There is one required textbook. Supplementary reading on the Internet or in handouts will also be assigned during the term.
Steven F. Railsback and Volker Grimm, Agent-Based and Individual-Based Modeling: A Practical Introduction (Princeton University Press, 2012). ISBN: 978-0-691-13674-5
There is a companion web site to the book, http://railsback-grimm-abm-book.com/ where you can find errata in the textbook and download supporting data files and NetLogo models for some of the exercises.
This course only scratches the surface of what is possible with agent-based models, and what researchers are doing with them. I have prepared a separate handout on additional reading and computational resources for doing research with agent-based models.
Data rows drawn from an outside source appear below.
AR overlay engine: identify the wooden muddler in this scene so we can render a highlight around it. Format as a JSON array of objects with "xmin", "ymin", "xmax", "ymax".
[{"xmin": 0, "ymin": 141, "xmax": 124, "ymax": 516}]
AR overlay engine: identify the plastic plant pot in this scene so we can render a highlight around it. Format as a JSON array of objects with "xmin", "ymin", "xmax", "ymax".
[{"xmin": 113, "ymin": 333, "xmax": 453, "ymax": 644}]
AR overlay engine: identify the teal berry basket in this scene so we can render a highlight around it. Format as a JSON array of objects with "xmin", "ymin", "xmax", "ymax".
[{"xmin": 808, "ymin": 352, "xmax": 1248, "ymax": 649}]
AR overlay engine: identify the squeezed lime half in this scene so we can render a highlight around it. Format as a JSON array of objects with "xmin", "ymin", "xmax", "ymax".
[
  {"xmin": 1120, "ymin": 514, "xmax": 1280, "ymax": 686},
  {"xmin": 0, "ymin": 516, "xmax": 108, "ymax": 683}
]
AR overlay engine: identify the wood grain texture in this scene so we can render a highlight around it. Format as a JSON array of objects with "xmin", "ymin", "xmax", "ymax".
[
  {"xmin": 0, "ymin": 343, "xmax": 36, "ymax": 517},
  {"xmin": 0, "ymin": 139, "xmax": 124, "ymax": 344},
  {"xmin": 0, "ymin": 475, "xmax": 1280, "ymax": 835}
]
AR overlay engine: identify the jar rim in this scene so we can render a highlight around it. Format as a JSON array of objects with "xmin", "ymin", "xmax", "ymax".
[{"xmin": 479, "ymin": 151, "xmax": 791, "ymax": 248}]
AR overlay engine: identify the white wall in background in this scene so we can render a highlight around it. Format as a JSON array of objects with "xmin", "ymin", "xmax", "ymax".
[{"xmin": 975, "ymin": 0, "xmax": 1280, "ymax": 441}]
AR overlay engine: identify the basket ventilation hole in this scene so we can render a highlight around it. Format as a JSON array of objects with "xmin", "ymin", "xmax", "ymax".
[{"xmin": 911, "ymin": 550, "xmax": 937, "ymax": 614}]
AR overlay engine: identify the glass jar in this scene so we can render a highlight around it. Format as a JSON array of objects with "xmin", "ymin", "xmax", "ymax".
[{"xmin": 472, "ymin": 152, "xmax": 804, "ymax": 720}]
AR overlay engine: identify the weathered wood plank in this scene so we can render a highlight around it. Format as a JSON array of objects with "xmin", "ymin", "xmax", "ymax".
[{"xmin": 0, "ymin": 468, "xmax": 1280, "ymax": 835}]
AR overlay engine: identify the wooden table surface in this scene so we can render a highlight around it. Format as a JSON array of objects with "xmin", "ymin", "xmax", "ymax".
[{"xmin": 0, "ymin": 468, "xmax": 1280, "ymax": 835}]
This handout lists a number of helpful books, journals, web sites, and software tools that you may find useful or interesting if your want to learn more.
Class Web Site
In addition to the Blackboard web site, I have set up a server at https://ees4760.jgilligan.org , where I post the web versions of class slides and interactive web-based applications to that can be useful for working with data output from agent-based modeling experiments.
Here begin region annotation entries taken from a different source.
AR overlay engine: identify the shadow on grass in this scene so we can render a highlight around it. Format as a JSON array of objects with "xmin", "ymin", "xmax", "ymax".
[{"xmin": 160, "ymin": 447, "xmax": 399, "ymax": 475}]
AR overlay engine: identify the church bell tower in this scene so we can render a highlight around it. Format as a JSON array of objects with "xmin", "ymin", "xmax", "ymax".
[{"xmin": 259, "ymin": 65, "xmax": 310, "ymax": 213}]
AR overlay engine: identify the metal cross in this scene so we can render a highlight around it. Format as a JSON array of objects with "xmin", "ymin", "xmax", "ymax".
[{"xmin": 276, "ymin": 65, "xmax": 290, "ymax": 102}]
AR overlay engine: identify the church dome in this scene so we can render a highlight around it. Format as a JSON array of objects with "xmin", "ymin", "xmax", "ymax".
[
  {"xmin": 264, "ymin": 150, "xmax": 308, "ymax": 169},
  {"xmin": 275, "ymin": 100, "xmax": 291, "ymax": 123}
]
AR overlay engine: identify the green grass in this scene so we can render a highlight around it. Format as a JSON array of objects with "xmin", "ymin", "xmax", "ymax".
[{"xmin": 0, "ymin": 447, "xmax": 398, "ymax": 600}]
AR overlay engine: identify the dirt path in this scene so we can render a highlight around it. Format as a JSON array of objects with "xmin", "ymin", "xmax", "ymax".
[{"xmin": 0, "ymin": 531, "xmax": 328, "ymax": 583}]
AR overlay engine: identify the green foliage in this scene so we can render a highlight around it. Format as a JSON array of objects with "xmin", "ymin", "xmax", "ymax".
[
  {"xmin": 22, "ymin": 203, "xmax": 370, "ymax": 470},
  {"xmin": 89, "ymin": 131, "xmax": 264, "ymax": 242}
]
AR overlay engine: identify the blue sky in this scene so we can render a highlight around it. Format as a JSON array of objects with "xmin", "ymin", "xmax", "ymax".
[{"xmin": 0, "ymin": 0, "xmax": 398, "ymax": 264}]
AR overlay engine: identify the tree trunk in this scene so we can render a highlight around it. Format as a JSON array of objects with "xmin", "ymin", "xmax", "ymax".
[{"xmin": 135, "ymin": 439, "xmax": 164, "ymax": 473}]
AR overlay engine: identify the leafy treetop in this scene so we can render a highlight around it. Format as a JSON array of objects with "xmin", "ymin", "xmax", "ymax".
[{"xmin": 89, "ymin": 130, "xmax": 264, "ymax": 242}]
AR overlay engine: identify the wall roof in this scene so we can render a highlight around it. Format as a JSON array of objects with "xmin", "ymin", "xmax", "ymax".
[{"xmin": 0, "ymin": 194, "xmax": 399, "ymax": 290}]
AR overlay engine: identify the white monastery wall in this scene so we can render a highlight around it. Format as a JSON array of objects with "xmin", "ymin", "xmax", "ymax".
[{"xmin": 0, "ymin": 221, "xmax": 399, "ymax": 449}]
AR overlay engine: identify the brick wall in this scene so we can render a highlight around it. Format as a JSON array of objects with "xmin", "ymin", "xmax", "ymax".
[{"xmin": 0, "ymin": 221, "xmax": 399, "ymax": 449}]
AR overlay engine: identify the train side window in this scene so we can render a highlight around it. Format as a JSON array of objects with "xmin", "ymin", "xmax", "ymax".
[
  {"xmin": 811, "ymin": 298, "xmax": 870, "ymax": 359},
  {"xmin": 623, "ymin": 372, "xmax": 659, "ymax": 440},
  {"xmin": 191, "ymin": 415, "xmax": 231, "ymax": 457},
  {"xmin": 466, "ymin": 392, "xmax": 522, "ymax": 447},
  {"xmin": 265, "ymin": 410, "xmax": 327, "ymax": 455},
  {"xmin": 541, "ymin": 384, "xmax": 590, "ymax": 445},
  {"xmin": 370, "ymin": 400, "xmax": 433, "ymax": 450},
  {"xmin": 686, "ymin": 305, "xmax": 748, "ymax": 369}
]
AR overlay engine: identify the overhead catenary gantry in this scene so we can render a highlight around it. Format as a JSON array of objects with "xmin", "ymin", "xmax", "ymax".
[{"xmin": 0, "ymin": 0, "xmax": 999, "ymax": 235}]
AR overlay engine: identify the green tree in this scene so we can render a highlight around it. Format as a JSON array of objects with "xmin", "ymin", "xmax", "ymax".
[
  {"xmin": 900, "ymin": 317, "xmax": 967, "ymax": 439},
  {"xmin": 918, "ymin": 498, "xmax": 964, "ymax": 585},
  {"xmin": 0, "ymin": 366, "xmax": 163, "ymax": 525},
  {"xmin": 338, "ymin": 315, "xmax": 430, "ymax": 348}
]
For this class, we will write and execute agent-based models using the NetLogo modeling system. NetLogo is free software developed at Northwestern University. You can download it from https://ccl.northwestern.edu/netlogo/ . NetLogo is available for Windows, Mac OS X, and Linux. I have chosen it for this course because it is free, it runs on all the major operating systems, its programming language is very easy to learn; and it allows you to easily create a visual representation of your model.
You should download NetLogo version 6.2.0 from http://ccl.northwestern.edu/netlogo/download.shtml and install it on your computer.
NetLogo has been used widely both for education and also for research-grade modeling. However, no computer software is perfect and for some large or complicated models, NetLogo may be inadequate. There are a number of open-source agent-based modeling systems that are more powerful than NetLogo and are better suited for large and complex models. However, these systems are much harder to learn and much harder for even experts to write models in. My experience is that for most modeling projects, you can get more done in a week with NetLogo than in a month or more with the other systems I know of.
Overview of reading assignments
I will give out detailed reading that give specific pages to read for each class and notes on important things you should understand. I expect you to complete the reading before you come to class on the day for which the reading is assigned, so you can participate in discussions of the assigned material and ask questions if there are things you don’t understand.
Homework must be turned in electronically to Brightspace by 11:59 pm on the day it is due.
You will do one assigned team project and one research project. On the team project you will work with a partner to program and work with a model from the textbook, run experiments with the model, write up the results, and make a short presentation to the class.
For your research project, you will study an existing model, adapt it to investigate a new research question, run and analyze experiments using the model, write up the results, and make a presentation to the class.
Note: Graduate student research projects will involve additional requirements and a longer final report than undergraduate projects, and graduate students will be assigned more homework exercises.
Tests and Examinations
There will not be any tests or examinations in this course. Your grade will be based on class participation, homework, modeling projects, and in-class presentations.
Basis for Grading
I have made every effort to plan a busy, exciting, and instructive semester. I may find during the term that I need to revise the syllabus to give more time to some subjects or to pass more quickly over others rather than covering them in depth. Thus, while I will attempt to follow this syllabus as closely as I can, you should realize that it is subject to change during the semester.